Re: rcu: INFO: rcu_sched self-detected stall on CPU: Workqueue: xfs-conv/md0 xfs_end_io

From: Brian Foster
Date: Mon Feb 08 2021 - 16:47:04 EST


On Tue, Feb 09, 2021 at 07:43:14AM +1100, Dave Chinner wrote:
> On Mon, Feb 08, 2021 at 09:28:24AM -0800, Darrick J. Wong wrote:
> > On Mon, Feb 09, 2021 at 09:11:40AM -0800, Paul E. McKenney wrote:
> > > On Mon, Feb 08, 2021 at 10:44:58AM -0500, Brian Foster wrote:
> > > > There was a v2 inline that incorporated some directed feedback.
> > > > Otherwise there were questions and ideas about making the whole thing
> > > > faster, but I've no idea if that addresses the problem or not (if so,
> > > > that would be an entirely different set of patches). I'll wait and see
> > > > what Darrick thinks about this and rebase/repost if the approach is
> > > > agreeable..
> > >
> > > There is always the school of thought that says that the best way to
> > > get people to focus on this is to rebase and repost. Otherwise, they
> > > are all too likely to assume that you lost interest in this.
> >
> > I was hoping that a better solution would emerge for clearing
> > PageWriteback on hundreds of thousands of pages, but nothing easy popped
> > out.
> >
> > The hardcoded threshold in "[PATCH v2 2/2] xfs: kick extra large ioends
> > to completion workqueue" gives me unease because who's to say if marking
> > 262,144 pages on a particular CPU will actually stall it long enough to
> > trip the hangcheck? Is the number lower on (say) some pokey NAS box
> > with a lot of storage but a slow CPU?
>
> It's also not the right thing to do given the IO completion
> workqueue is a bound workqueue. Anything that is doing large amounts
> of CPU intensive work should be on a unbound workqueue so that the
> scheduler can bounce it around different CPUs as needed.
>
> Quite frankly, the problem is a huge long ioend chain being built by
> the submission code. We need to keep ioend completion overhead down.
> It runs in either softirq or bound workqueue context and so
> individual items of work that are performed in this context must not
> be -unbounded- in size or time. Unbounded ioend chains are bad for
> IO latency, they are bad for memory reclaim and they are bad for CPU
> scheduling.
>
> As I've said previously, we gain nothing by aggregating ioends past
> a few tens of megabytes of submitted IO. The batching gains are
> completely diminished once we've got enough IO in flight to keep the
> submission queue full. We're talking here about gigabytes of
> sequential IOs in a single ioend chain which are 2-3 orders of
> magnitude larger than needed for optimal background IO submission
> and completion efficiency and throughput. IOWs, we really should be
> limiting the ioend chain length at submission time, not trying to
> patch over bad completion behaviour that results from sub-optimal IO
> submission behaviour...
>

That was the patch I posted prior to the aforementioned set. Granted, it
was an RFC, but for reference:

https://lore.kernel.org/linux-fsdevel/20200825144917.GA321765@bfoster/

(IIRC, you also had a variant that was essentially the same change.)

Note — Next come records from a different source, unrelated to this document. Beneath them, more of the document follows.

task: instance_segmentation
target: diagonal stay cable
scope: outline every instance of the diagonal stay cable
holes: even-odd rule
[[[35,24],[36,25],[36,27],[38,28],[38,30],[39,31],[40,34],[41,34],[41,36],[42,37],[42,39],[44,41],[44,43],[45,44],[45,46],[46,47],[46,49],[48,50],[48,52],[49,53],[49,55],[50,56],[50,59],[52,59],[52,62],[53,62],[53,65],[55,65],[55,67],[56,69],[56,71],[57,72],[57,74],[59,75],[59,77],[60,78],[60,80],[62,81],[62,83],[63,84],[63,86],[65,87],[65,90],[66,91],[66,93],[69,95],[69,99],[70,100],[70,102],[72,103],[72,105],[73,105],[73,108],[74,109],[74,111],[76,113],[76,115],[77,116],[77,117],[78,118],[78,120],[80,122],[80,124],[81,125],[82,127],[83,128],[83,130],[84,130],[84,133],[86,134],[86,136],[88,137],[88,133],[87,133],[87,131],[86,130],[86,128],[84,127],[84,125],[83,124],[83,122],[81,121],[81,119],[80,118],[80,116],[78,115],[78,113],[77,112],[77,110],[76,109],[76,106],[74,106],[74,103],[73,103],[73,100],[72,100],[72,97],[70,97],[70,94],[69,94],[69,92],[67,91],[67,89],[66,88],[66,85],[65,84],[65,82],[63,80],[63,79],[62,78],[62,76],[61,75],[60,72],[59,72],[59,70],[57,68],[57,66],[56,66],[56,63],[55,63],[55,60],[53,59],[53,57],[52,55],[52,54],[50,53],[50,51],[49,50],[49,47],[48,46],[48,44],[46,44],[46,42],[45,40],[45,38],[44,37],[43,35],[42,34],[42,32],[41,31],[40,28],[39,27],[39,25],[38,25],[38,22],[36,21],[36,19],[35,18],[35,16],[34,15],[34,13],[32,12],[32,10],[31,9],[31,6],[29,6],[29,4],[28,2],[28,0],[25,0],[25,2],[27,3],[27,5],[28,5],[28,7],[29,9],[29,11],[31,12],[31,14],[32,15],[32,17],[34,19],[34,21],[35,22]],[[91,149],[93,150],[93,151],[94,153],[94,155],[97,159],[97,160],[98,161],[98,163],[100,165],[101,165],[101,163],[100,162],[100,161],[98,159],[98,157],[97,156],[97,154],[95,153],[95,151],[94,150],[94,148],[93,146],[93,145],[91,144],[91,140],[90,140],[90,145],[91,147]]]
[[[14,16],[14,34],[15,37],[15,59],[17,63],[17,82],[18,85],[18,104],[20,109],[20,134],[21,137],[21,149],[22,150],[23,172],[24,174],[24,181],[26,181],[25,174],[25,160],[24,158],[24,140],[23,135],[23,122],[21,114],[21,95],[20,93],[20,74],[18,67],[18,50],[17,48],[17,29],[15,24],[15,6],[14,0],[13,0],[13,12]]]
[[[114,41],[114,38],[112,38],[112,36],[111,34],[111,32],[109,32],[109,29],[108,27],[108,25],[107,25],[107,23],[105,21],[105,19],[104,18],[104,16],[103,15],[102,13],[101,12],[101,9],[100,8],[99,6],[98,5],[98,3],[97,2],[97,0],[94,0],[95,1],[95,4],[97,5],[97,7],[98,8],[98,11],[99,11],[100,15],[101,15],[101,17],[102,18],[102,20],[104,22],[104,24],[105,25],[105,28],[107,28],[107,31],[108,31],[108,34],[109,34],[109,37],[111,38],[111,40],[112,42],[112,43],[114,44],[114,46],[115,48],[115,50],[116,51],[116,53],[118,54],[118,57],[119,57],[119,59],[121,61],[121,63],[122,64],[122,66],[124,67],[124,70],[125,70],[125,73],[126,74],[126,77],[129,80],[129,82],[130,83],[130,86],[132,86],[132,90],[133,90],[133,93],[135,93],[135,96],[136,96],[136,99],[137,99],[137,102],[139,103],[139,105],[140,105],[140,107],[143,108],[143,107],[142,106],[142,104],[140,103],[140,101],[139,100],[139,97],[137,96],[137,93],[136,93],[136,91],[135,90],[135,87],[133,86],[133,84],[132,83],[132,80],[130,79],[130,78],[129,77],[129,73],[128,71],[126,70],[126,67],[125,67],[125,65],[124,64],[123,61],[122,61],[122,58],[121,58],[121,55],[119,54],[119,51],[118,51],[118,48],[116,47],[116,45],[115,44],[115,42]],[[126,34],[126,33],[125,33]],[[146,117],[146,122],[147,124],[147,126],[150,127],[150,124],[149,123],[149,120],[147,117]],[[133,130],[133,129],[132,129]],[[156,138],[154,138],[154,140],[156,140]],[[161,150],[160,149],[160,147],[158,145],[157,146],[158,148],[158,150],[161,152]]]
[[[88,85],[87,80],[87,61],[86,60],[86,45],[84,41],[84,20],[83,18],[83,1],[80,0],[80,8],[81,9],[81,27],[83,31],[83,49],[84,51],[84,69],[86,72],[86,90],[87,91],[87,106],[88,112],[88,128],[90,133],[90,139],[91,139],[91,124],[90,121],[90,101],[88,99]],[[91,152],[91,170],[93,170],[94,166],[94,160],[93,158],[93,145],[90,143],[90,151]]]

The discussion that followed in that thread was around the preference to
move completion of large chains into workqueue context instead of
breaking up the chains. The series referenced in my first reply fell out
of that as a targeted fix for the stall warning.

> > That said, /some/ threshold is probably better than no threshold. Could
> > someone try to confirm if that series of Brian's fixes this problem too?
>
> 262144 pages is still too much work to be doing in a single softirq
> IO completion callback. It's likely to be too much work for a bound
> workqueue, too, especially when you consider that the workqueue
> completion code will merge sequential ioends into one ioend, hence
> making the IO completion loop counts bigger and latency problems worse
> rather than better...
>

That was just a conservative number picked based on observation of the
original report (10+ GB ioends IIRC). I figured the review cycle would
involve narrowing it down to something more generically reasonable
(10s-100s of MB?) once we found an acceptable approach (and hopefully
received some testing feedback), but we've never really got to that
point..

Brian

> Cheers,
>
> Dave.
> --
> Dave Chinner
> david@xxxxxxxxxxxxx
>